The graph is subwoofer only, but I see your point, maybe adding the mains to the picture will enhance the 89hz dip and as for the 55HZ I will see how it acts with the mains. 

Which reminded me, when I calibrated my AV receiver, I set my mains to 75 db and the subwoofer to 80db for extra kick (it was suggested by somebody on the avsforum), I guess I need to adjust the subwoofer back to 75db to run the test with REW? right?


Cool, can't wait to get home and tune this 

You guys rock!!!

Danny


----------



## brucek (Apr 11, 2006)

> I guess I need to adjust the subwoofer back to 75db to run the test with REW? right?


Well, the actual SPL levels between the sub and mains is up to your listening preference. Before you run REW, you should set the levels using the SPL meter and your internal receiver test tones to your liking.

Then run REW with the mains and sub, and see what the crossover looks like.
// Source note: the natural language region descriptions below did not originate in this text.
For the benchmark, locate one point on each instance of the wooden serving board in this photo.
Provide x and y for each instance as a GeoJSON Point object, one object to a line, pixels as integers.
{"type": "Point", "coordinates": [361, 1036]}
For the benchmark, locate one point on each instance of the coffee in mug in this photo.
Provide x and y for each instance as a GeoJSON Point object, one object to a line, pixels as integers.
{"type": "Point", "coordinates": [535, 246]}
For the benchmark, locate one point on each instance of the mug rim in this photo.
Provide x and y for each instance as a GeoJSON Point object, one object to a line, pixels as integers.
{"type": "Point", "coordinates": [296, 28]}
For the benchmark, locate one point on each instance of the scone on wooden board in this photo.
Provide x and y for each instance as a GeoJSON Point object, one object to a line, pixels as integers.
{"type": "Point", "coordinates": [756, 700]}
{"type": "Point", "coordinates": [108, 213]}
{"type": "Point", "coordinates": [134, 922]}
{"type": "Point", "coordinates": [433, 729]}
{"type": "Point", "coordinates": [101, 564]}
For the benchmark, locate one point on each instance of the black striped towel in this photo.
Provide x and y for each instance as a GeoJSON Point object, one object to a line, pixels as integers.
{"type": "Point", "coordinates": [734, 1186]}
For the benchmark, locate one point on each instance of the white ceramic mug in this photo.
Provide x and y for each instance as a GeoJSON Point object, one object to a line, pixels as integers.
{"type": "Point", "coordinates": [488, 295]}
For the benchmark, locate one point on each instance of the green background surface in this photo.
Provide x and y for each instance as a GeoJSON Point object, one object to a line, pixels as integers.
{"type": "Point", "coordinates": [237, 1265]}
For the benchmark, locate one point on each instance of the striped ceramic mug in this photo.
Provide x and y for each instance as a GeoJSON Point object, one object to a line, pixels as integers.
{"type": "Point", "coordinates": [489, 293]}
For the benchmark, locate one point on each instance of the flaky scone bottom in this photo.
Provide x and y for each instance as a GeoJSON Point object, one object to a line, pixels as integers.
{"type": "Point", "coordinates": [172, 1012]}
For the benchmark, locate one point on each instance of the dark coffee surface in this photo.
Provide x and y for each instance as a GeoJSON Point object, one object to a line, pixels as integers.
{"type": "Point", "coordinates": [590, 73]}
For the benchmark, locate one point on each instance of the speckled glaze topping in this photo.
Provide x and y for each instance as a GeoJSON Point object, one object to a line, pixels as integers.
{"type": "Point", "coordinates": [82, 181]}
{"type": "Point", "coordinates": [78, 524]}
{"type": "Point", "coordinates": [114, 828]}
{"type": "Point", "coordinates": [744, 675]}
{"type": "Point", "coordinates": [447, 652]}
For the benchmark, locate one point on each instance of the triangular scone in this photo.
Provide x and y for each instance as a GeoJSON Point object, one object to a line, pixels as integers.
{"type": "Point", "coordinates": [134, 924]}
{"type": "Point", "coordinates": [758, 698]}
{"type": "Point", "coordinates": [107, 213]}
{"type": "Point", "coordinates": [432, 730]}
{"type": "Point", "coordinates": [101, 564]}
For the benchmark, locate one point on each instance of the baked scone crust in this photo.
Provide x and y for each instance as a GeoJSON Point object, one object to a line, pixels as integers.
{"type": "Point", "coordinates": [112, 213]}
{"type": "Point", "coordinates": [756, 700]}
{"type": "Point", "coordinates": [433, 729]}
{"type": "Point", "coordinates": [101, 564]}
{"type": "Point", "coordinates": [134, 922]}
The setting of 75dB at the listening position in REW is only to facilitate the test and get a good graph.

brucek


----------



## Wayne A. Pflughaupt (Apr 13, 2006)

danillll said:


> One last question, what about the drops around ~55HZ and ~89HZ can they be noticed? Is there a way to push them up? maybe using BFD?
> 
> The graph is subwoofer only, but I see your point, maybe adding the mains to the picture will enhance the 89hz dip and as for the 55HZ I will see how it acts with the mains.


You just can’t tell about these things with any certainty until you add the mains. For instance, if the 89 Hz dip is coming from the room, then it’s highly likely your mains will show the same thing. 

Re the 55 Hz dip, there’s not much chance it’s a phase cancellation since this is a “subs only” graph. Phase issues will only come to light once the mains are added (although it could show up in a subs-only graph if there are two subs in the room at different distances from the measurement mic).

Aside from that, depressions from phase cancellation or nulls will typically be fairly narrow and symmetrical. This one is neither. True nulls can’t be boosted with equalization, but they seem to be pretty rare; only occasionally have I seen someone unable to raise a depression with equalization.

Depressions caused by crossover-induced phase issues (i.e., once the mains are added) can often be addressed with equalization. The reason why is pretty easy to grasp: Equalizer filters alter phase. This is a well know fact. In fact, it’s one reason equalizer detractors don’t like them. 

Like I said, you just can’t tell for sure about these things until you try...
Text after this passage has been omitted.